In the Lectionary

The seed, the sower and the Source: Matthew 13:1-9, 18-23

When a seed is snapped up by a bird of the air, the seed’s journey isn’t necessarily over.

I have been preparing to walk across northern Spain on the Camino de Santiago, a journey that pilgrims have made for a thousand years. In order to break in my hiking boots, I’ve been walking through Atlanta. I expected to notice neighborhoods and neighbors in new ways, and to find little places of sacred rest. I was able to do that when I was on well-paved sidewalks, but most of the time I was walking on sidewalks that were cracked and broken, or they were nonexistent. I was busy trying not to twist an ankle, trip over a root or step into a hole. Instead of a grand view, I got a close-up of the ground right under my feet.

It wasn’t entirely clear which soil was good soil, which was rocky ground and which was thorny overgrowth. Beautiful flowers pushed their way through cracks in cement, for example, their beauty an example of God’s handiwork in a city of concrete. At another point on my hike, my meditation was interrupted by the squawking of birds flocking in mulberry bushes and gorging on ripe, red fruit. I learned in a very direct way that when a seed is snapped up by a bird of the air, the seed’s journey isn’t necessarily over. Wiping off my shoulder, I continued my journey.

With Jesus’ parable of the seed and the field in my mind, I became caught up in the mystery of life around me. The city terrains were mixed together in marvelous interrelated patches of fertile and questionable soil, with plants that grew according to their own beauty in both places, plants that horticulturalists would call weeds. Growth was happening in every corner of my journey.

It struck me that my inner terrain was more like the patchwork terrain of my hike than the neatly differentiated terrain in the parable of the sower and the seed. My life is filled with patterns that are so well trodden, overlapping and sunbaked that it’s virtually impossible for the seed of the word to take root. I’m often afraid to let new growth occur on those well-traveled tracks, lest I be forced to build a whole new path. I’ve got weeds of fear and doubt that choke out the most hopeful messages planted by the most determined sower. And it would be embarrassing to list all the different faith practices that I’ve been excited about and then abandoned—the latest prayer beads, icons or meditative texts.

Yet my struggling faith, as full of weeds as it is, has been the place where I have been able to connect with others. The cracks in the facade, the moments when people have seen past my smooth attempts to pull off a good harvest, have been exactly the moments when seeds of the genuine harvest began to sprout. God has turned my weaknesses to strength in the fields of God’s harvest, and I’ve seen signs of the full harvest of heaven already, even before results of that harvest are carried into the barn. For me, this parable pulls back the curtain and allows us to see the mystery of Christ present and planted in all things.

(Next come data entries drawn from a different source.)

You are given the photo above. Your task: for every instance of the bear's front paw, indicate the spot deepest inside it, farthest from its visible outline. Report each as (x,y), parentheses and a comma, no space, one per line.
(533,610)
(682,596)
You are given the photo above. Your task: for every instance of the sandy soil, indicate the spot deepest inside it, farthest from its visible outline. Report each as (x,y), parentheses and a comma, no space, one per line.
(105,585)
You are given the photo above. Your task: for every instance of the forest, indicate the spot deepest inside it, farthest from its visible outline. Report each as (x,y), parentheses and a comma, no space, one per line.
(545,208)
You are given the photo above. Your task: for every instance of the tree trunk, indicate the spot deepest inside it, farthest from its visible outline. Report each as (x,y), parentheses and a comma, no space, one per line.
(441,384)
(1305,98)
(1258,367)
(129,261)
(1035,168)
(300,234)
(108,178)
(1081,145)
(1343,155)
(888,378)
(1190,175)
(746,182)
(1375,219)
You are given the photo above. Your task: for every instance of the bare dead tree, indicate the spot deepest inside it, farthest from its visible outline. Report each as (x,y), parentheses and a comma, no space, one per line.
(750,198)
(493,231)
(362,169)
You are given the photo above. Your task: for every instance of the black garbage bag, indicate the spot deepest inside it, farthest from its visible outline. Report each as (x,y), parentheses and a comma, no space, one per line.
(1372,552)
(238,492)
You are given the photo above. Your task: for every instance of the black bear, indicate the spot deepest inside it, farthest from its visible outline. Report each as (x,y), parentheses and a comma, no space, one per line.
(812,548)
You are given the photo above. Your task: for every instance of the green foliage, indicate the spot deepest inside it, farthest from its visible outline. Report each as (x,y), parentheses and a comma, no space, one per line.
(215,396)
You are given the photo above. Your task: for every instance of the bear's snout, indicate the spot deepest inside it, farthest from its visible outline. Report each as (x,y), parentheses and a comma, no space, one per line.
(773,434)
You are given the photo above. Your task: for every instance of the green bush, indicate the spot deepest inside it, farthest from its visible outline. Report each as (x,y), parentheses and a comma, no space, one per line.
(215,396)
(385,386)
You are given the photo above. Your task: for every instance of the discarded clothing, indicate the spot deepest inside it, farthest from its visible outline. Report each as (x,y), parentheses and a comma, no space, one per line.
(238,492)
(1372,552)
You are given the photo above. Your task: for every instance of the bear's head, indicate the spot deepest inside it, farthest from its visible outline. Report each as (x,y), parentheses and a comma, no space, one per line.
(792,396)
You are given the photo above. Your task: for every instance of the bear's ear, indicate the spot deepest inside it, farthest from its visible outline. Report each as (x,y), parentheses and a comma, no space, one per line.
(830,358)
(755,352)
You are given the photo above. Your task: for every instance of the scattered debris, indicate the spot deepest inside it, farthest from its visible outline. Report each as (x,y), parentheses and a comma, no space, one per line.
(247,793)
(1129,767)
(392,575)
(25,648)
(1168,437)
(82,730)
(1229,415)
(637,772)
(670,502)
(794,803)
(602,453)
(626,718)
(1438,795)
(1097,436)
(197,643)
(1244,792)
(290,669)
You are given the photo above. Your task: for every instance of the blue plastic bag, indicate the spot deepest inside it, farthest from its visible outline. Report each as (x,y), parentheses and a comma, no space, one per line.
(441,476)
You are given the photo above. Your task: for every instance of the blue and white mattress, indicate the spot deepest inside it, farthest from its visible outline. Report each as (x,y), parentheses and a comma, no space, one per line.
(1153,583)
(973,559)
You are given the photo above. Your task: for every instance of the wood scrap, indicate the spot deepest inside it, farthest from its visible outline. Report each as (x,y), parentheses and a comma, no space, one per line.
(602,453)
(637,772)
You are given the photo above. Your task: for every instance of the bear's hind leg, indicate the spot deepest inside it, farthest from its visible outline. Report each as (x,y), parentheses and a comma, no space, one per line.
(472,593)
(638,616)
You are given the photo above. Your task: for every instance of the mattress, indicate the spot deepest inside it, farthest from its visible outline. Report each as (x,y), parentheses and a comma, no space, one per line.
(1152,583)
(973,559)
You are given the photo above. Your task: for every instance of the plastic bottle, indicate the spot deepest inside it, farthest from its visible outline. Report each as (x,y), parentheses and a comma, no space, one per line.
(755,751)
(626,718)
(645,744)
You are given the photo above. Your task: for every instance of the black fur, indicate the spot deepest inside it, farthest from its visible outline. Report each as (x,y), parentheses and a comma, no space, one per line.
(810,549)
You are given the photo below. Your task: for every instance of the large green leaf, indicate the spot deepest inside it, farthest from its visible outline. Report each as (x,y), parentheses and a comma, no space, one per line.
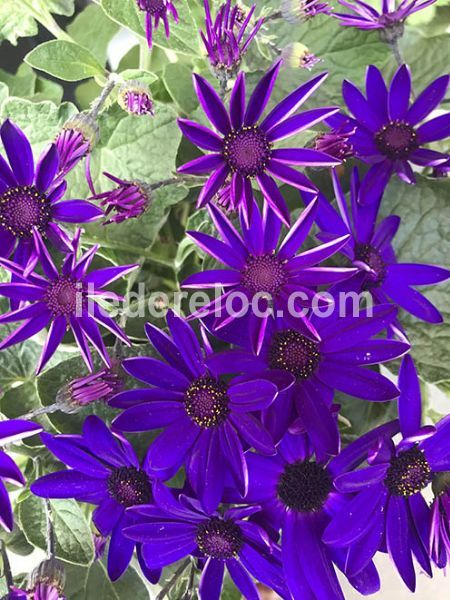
(65,60)
(424,237)
(72,532)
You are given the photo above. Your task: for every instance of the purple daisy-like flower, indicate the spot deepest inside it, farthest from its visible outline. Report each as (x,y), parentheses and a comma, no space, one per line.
(243,146)
(371,252)
(207,421)
(220,541)
(389,500)
(65,299)
(335,361)
(259,267)
(156,11)
(30,197)
(295,491)
(128,200)
(12,430)
(224,38)
(390,17)
(104,471)
(440,521)
(388,134)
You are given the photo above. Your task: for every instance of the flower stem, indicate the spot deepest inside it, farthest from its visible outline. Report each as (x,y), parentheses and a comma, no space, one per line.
(7,573)
(166,589)
(98,104)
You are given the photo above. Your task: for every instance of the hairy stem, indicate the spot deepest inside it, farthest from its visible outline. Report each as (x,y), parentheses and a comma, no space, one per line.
(170,584)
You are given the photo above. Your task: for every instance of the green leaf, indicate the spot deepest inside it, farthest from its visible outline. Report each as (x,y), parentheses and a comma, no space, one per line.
(423,237)
(178,81)
(93,30)
(72,532)
(65,60)
(183,35)
(40,121)
(93,583)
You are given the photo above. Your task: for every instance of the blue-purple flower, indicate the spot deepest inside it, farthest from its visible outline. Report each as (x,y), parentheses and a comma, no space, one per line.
(207,421)
(295,491)
(155,12)
(30,197)
(105,471)
(389,503)
(224,38)
(243,145)
(12,430)
(370,250)
(264,272)
(219,541)
(62,299)
(392,15)
(389,135)
(334,361)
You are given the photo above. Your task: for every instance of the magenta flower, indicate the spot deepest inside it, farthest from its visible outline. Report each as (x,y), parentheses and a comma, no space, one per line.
(64,299)
(243,146)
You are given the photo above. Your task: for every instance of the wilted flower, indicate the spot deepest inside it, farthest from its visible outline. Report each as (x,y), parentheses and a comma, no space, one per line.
(224,38)
(302,10)
(156,11)
(12,430)
(129,200)
(389,20)
(64,299)
(243,147)
(297,56)
(100,386)
(134,97)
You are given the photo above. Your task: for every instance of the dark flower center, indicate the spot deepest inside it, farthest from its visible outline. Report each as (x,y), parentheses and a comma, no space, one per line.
(304,486)
(130,486)
(247,151)
(292,352)
(219,538)
(397,140)
(408,474)
(154,7)
(264,274)
(206,402)
(22,208)
(64,296)
(372,257)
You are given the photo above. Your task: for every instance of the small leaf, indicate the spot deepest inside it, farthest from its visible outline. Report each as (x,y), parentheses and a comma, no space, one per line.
(64,60)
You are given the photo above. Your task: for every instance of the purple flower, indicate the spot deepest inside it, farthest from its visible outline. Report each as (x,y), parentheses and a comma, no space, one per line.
(64,299)
(207,422)
(12,430)
(297,496)
(134,98)
(302,10)
(440,521)
(335,361)
(156,11)
(129,200)
(104,471)
(179,528)
(30,197)
(388,135)
(75,142)
(100,386)
(224,38)
(259,268)
(243,146)
(371,252)
(390,18)
(389,499)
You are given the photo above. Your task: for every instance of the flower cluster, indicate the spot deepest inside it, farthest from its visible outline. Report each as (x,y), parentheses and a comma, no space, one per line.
(246,469)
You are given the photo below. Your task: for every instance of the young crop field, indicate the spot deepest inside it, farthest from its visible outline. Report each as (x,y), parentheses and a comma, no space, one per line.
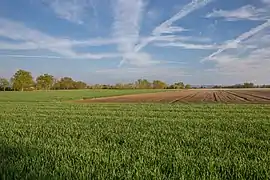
(44,137)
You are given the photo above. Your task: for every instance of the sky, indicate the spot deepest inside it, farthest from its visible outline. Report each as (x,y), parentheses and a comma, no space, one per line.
(119,41)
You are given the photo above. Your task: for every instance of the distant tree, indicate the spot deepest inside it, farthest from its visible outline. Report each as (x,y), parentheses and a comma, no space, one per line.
(4,83)
(187,86)
(179,85)
(157,84)
(22,79)
(248,85)
(45,81)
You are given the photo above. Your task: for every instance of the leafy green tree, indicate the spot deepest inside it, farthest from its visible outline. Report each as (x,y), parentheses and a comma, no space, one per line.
(179,85)
(45,81)
(157,84)
(4,83)
(66,83)
(22,79)
(79,85)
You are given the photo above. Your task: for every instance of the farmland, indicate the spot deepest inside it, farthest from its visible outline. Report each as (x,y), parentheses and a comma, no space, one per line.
(44,135)
(195,96)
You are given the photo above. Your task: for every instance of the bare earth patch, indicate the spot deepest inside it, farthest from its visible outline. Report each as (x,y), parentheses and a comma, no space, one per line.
(192,96)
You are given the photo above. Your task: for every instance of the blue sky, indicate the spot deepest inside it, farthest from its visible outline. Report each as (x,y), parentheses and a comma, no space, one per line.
(110,41)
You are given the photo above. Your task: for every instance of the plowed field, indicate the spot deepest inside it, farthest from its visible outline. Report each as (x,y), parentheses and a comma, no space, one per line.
(192,96)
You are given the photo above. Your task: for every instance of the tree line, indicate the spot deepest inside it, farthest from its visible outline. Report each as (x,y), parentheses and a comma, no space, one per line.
(244,85)
(24,81)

By now I recognize all the different soils inside my spirit. I have heard and studied the word, but I fail to understand it. I’ve been filled with great joy at the power of the word proclaimed, only to have forgotten it when life called for me to stand in solidarity with those who suffer. I carry Christ planted deep within my consciousness but then wander off into the luxurious temptations of American life. But this common, imperfect life becomes holy ground when God is present. When I remember that the Christ of the harvest is at work within the fields of my own spirit, I see the whole world as a place alive with the reign of God, and the church as a field alive and growing with the presence of Jesus, all of us both good soil and solid rock.

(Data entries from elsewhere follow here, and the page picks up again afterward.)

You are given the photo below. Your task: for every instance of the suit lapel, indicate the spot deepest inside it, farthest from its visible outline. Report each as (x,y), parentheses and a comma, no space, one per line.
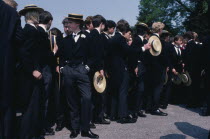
(77,44)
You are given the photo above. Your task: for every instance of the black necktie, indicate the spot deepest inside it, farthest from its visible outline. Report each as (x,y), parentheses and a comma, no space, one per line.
(179,54)
(74,35)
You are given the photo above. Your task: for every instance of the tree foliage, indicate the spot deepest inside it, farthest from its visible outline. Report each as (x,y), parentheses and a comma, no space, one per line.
(178,15)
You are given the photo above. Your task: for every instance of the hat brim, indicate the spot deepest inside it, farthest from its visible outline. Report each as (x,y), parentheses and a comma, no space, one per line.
(25,10)
(152,52)
(100,88)
(75,19)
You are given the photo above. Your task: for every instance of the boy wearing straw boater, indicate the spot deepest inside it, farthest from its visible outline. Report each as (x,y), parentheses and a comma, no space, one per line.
(76,61)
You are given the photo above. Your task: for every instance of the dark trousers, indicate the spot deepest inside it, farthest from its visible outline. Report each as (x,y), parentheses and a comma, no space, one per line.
(28,102)
(77,77)
(98,105)
(194,94)
(7,123)
(47,95)
(30,125)
(153,91)
(139,94)
(119,97)
(165,94)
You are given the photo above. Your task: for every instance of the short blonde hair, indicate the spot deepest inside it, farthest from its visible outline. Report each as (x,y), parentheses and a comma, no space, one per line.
(11,3)
(157,26)
(32,15)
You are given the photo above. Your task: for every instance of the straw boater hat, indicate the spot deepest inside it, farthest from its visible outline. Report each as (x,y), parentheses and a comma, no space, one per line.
(141,24)
(156,46)
(176,79)
(76,17)
(165,32)
(29,8)
(99,82)
(185,77)
(166,79)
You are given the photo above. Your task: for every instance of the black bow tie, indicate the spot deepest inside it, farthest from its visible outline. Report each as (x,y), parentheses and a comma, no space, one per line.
(177,46)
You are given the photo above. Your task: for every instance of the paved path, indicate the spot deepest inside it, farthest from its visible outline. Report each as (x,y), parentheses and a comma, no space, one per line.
(181,123)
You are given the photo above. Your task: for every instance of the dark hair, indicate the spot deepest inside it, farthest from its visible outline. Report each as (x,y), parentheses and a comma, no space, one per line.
(45,17)
(56,32)
(97,20)
(177,37)
(88,20)
(188,35)
(140,30)
(122,26)
(163,36)
(109,24)
(65,21)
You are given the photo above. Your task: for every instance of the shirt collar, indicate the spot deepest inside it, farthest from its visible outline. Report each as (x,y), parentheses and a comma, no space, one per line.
(88,31)
(142,38)
(157,34)
(41,25)
(120,33)
(76,33)
(98,30)
(32,25)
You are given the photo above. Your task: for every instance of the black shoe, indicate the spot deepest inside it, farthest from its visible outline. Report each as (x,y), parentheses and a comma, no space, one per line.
(92,125)
(141,114)
(113,118)
(147,111)
(74,134)
(102,121)
(106,116)
(163,107)
(134,115)
(89,134)
(127,120)
(59,127)
(158,113)
(49,132)
(40,137)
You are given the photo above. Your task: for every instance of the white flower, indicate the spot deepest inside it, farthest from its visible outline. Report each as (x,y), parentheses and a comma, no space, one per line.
(83,36)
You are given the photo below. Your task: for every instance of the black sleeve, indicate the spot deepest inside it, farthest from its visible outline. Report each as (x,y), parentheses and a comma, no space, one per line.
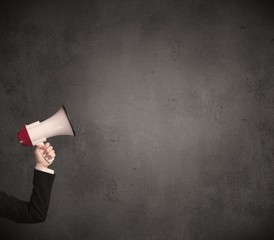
(36,209)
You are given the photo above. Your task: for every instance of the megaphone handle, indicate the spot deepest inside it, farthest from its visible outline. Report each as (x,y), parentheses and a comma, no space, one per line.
(43,155)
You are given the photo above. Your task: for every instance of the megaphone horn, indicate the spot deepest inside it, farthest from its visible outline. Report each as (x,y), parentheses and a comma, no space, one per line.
(38,132)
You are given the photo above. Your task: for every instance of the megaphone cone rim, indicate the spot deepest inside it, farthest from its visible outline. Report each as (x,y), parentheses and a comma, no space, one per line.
(74,134)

When I learned this parable as a child, I looked around me to see who had a shallow faith, who was swept up in cultural temptations, or who was simply too hard to be ground for God’s grace. I determined to keep on the straight and narrow so that I would be gathered in with the harvest. But I’ve come to recognize that this parable is not about our power, but about the power of God to grow a harvest. There’s no explaining why seed grows in this place and not that place, on this ground or that path. The miracle is God’s power to bring out of the harvest fruit that will yield mercy and justice, compassion and forgiveness. Thanks be to God that the sower sows and will sow until the whole world blooms a hundredfold.

Bradley E. Schmeling

Bradley E. Schmeling serves on the pastoral staff at Gloria Dei Lutheran Church in St. Paul, Minnesota.